Referring to fig. 2, 3 and 14, in some embodiments, step 012: filtering the first image according to the first image and the second image to generate a target image, and further comprising the steps of:
0128: the first image is filtered based on the first image and the plurality of frames of the second image to generate a target image.
In certain embodiments, the filtering module 12 is configured to perform step 0128. That is, the filtering module 12 is configured to filter the first image according to the first image and the plurality of frames of the second image to generate the target image.
In certain embodiments, processor 40 is configured to perform step 0128. That is, the processor 40 is configured to filter the first image from the first image and the plurality of frames of the second image to generate the target image.
Specifically, the number of the second cameras 30 may be plural, such as 2, 3, or more, and the plural second cameras 30 may capture plural frames of the second image.
When the processor 40 filters the first image from the first image and the second image, it may be that the processor 40 filters the first image from the first image and the second image of the plurality of frames to generate the target image.
More specifically, referring to fig. 5, the processor 40 may acquire a corresponding second pixel Q7 of the first pixel Q5 in the second image P4 in the first image P3. When there are a plurality of second cameras 30, the second images Q4 are a plurality of second pixels Q7 corresponding to the first pixels Q5.
Then when the processor 40 filters the first pixels Q5 according to the second pixels Q8 surrounding the second pixels Q7 in the second image P4, then the second pixels Q8 surrounding each second pixel Q7 in the plurality of second images P4 filter the first pixels Q5 to generate the target image.
The pixel value of the first pixel Q5 may be the average value of the sum of all the products according to the number of the second pixels Q7 after calculating the sum of the products of the second pixels Q8 around each second pixel Q7 and the corresponding weights, as the pixel value of the first pixel Q5. For example, the second image P4 has 3 frames, and has 3 second pixels Q7 corresponding to the first pixels Q5, and then the sum of products of the second pixels Q8 around each second pixel Q7 and their corresponding weights is denoted as A1, A2, A3, and then the pixel value of the first pixel Q5 is (a1+a2+a3)/3.
In this manner, the processor 40 may filter the first image according to the plurality of cameras to ensure the image quality of the generated target image.

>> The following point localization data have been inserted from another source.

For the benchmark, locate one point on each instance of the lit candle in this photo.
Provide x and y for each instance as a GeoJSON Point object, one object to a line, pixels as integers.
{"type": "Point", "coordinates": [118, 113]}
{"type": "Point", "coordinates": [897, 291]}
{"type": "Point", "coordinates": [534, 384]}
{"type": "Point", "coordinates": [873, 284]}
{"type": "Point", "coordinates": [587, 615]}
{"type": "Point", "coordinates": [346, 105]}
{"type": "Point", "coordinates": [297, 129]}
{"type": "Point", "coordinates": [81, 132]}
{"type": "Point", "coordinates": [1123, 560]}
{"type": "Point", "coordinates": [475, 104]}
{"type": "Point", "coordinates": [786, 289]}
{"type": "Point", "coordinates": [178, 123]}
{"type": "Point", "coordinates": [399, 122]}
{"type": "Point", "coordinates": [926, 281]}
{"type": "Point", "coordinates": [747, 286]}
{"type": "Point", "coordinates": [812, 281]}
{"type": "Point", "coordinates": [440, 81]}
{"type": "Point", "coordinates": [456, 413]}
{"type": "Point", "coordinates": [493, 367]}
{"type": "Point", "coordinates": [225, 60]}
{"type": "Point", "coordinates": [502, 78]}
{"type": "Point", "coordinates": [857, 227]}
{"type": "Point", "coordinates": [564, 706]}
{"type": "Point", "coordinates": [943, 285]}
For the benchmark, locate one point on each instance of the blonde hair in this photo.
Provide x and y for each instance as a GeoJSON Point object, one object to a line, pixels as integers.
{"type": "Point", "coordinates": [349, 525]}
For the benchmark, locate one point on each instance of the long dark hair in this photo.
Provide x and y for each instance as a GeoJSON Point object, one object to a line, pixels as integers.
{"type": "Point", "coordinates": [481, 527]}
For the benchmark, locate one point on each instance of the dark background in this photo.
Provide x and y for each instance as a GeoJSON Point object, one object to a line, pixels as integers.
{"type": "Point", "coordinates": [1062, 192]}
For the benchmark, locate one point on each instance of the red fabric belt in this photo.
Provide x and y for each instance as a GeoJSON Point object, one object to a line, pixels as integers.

Referring to fig. 2, 3 and 15, in some embodiments, step 012: filtering the first image according to the first image and the second image to generate a target image, and further comprising the steps of:
0129: in the case where the exposure parameters of the first camera 20 and the second camera 30 are different, determining an image with higher signal-to-noise ratio of the first image and the second image as a guide image; a kind of electronic device with high-pressure air-conditioning system
0130: the first image is pilot filtered according to the pilot image to generate a target image.
In certain embodiments, the filtering module 12 is configured to perform steps 0129 and 0130. That is, the filtering module 12 is configured to determine, as the guide image, an image with higher signal-to-noise ratio of the first image and the second image in the case where the exposure parameters of the first camera 20 and the second camera 30 are different; and performing guided filtering on the first image according to the guided image to generate a target image.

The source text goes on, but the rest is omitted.